One of the reasons I love shopping at thrift stores is that it’s a sustainable way to get new (to me!) things. But another part of the fun is finding something old and giving it new life by using it in a completely different way than it was intended. In the past, I’ve employed vintage cookie jars to hold my glasses, and a 100-year-old vase to hold pens. Now, with my growing plant collection, I’m often looking for secondhand plant accessories. That’s led me to my favorite new hack: repurposing fancy dishes and serveware as plant trays.

I’m not the only one who’s caught on to this smart idea. Recently, design TikToker Elena, who posts as @thishouse5000, showed off her own praise for this practice. “We as a society can do much better than these flimsy, plastic plant saucers,” Elena says in the video before recommending shopping your local thrift store for secondhand glass trays instead. 

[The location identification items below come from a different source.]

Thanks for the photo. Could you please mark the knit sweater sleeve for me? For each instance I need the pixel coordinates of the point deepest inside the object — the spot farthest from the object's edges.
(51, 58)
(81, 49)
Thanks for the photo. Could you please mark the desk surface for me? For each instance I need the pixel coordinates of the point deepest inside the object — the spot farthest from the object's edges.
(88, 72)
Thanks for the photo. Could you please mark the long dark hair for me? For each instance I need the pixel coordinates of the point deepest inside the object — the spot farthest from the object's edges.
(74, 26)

Not only are thrifted trays a more sustainable option than cheapie plastic saucers, but glass is also more durable and can be tossed into the dishwasher for cleaning. It’s just a bonus that clear glass looks lovely and is cost-effective. Elena’s followers think it’s a great idea, too, with some raving that they were headed to the thrift store or their cupboards to select a tray.

Before you grab your wallet, know that some warnings exist about using a flat surface not intended for use with plants. Plastic saucers are made with grooves that allow water to flow freely underneath pots so it can evaporate; those features won’t exist on flat glass trays, meaning water can get trapped inside the pot. That can lead to too-moist soil which causes a range of problems, including fungus gnats and even root rot.

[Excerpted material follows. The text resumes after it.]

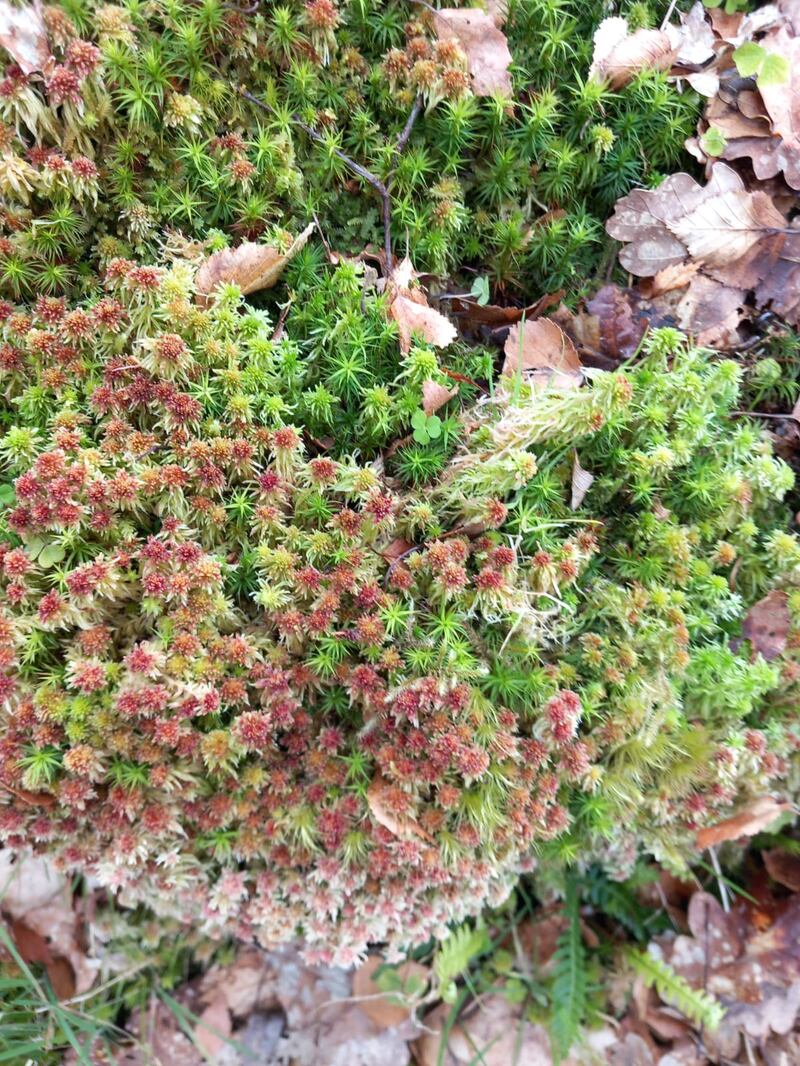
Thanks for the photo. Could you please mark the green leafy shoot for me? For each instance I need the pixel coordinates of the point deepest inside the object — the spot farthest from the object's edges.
(427, 427)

A divided tray’s ridges help create an exit path for water.

The fix, though, is pretty easy: You just need to make sure your pot is elevated off the tray enough to allow for water to pass through. You can do this by adding pebbles to the tray before placing your pot on top, or by adding bumpers to the bottom of your pots to lift them slightly off the surface below. Another option: Use a divided tray so you can take advantage of the built-in ridges.

Another thing to keep in mind is that glass is susceptible to cracking when exposed to extreme temperature swings, so you should use glass trays indoors only. (And make sure to test for lead, especially if you’re using the trays under herbs or other edible plants.)

Of course, even with those watch-outs, there are tons of positives to using sustainable items under your plants. Commenters under Elena’s post mentioned finally finding a purpose for hand-me-down dinnerware, and others noted that this is a great way to put chipped dishes to good use.

Single dinner plates are another great saucer substitute.

You aren’t limited to glass trays under your plants. Some of my favorite thrifted things to use as protective plant saucers are dinner plates and enamelware pie pans. If using dinnerware, select a plate that is an appropriate size (and make sure it’s durable enough to handle the weight of the plant you’re using it under). Dinner and lunch plates work well, but you can also use a saucer for your tiniest of pots.

For my large Thanksgiving cactus, I use an enamelware pie plate as a saucer.

Pie tins made of enamelware are also a great choice because the coated metal will withstand temperature fluctuations while holding water, meaning these work just as well outside as they do inside. One thing you will have to be wary of with these is chipping, as any exposed metal could rust when put in contact with water.

No matter which route you take — glass trays, ceramic dinnerware, enamelware, or something else entirely — using something thrifted underneath your plants will add a unique touch to your home decor. And better yet? It often costs the same as buying brand-new plastic saucers. Secondhand shopping for the win!